O ministro peronista Sergio Massa, por exemplo, tem concentrado seus discursos na indústria nacional, e sempre se posta ao lado de trabalhadores: "Estão em jogo dois modelos de país, um que aposta na produção nacional, no emprego genuíno e na venda do trabalho argentino para o mundo, e outro que busca apenas a especulação financeira", declarou num comício esta semana.

Já Horacio Larreta aposta na sua experiência na gestão da capital Buenos Aires, dizendo que "vamos fazer porque já fizemos". Ao som de canções esperançosas ou heroicas, é um dos que mais lista propostas econômicas, falando em controle de gastos, redução de impostos e impulsionamento de exportações, mas sem entrar em detalhes.

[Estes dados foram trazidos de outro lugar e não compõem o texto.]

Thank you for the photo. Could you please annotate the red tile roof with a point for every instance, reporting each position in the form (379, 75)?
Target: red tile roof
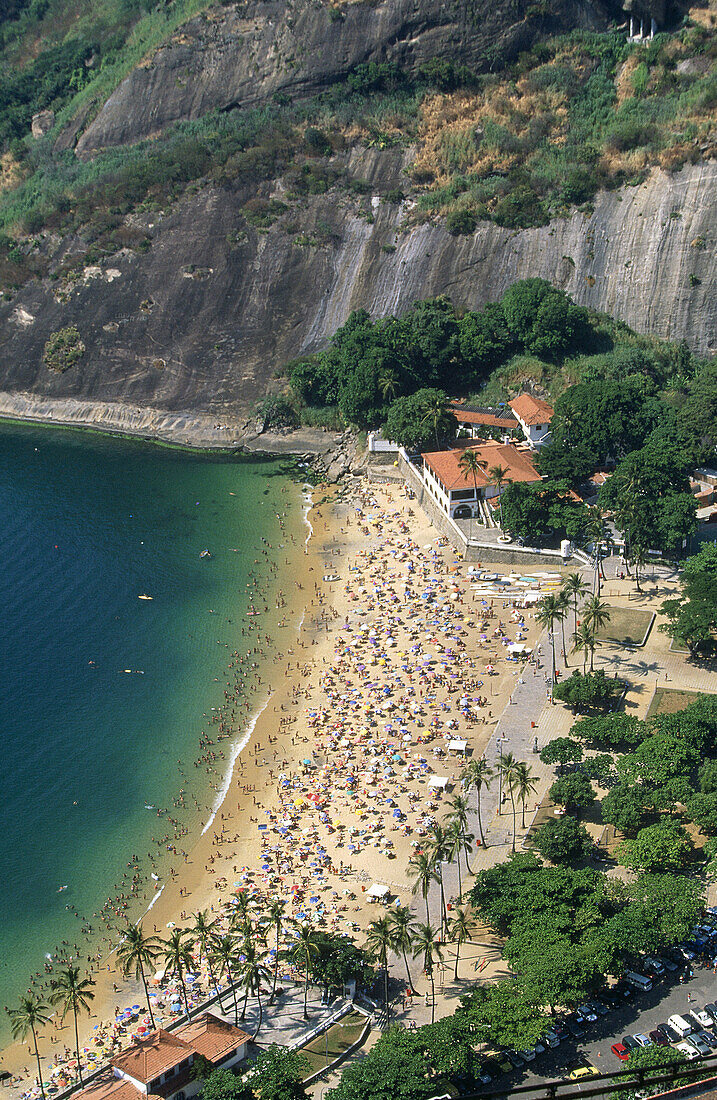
(212, 1037)
(153, 1056)
(445, 464)
(489, 419)
(531, 409)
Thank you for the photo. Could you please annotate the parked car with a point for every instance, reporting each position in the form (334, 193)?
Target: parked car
(581, 1071)
(701, 1047)
(686, 1049)
(652, 966)
(708, 1037)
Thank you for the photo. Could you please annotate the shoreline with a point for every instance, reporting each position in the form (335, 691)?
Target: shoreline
(172, 895)
(196, 432)
(371, 537)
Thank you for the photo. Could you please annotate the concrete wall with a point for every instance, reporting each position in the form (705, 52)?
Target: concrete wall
(476, 549)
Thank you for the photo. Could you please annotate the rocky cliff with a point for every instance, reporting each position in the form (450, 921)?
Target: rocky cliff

Ele também defende medidas mais conservadoras na área da segurança, assim como Patricia Bullrich. A ex-ministra de Macri fala em "colocar ordem" no país e estimula a polarização com o peronismo. Nas finanças, também defende o fim do limite à compra de dólares e um Banco Central independente, mas recentemente foi alvo de piadas por declarações em que mostrou desconhecimento da área.

A campanha de Milei, por sua vez, destoa do tom morno dos outros candidatos. Ao som de rock, usando jaqueta de couro e sempre rodeado de uma multidão de jovens, o libertário fala em acabar com o Banco Central e enxugar radicalmente o Estado contra a corrupção. Seu slogan, sempre em letras garrafais, é um pouco mais direto: "Viva a liberdade".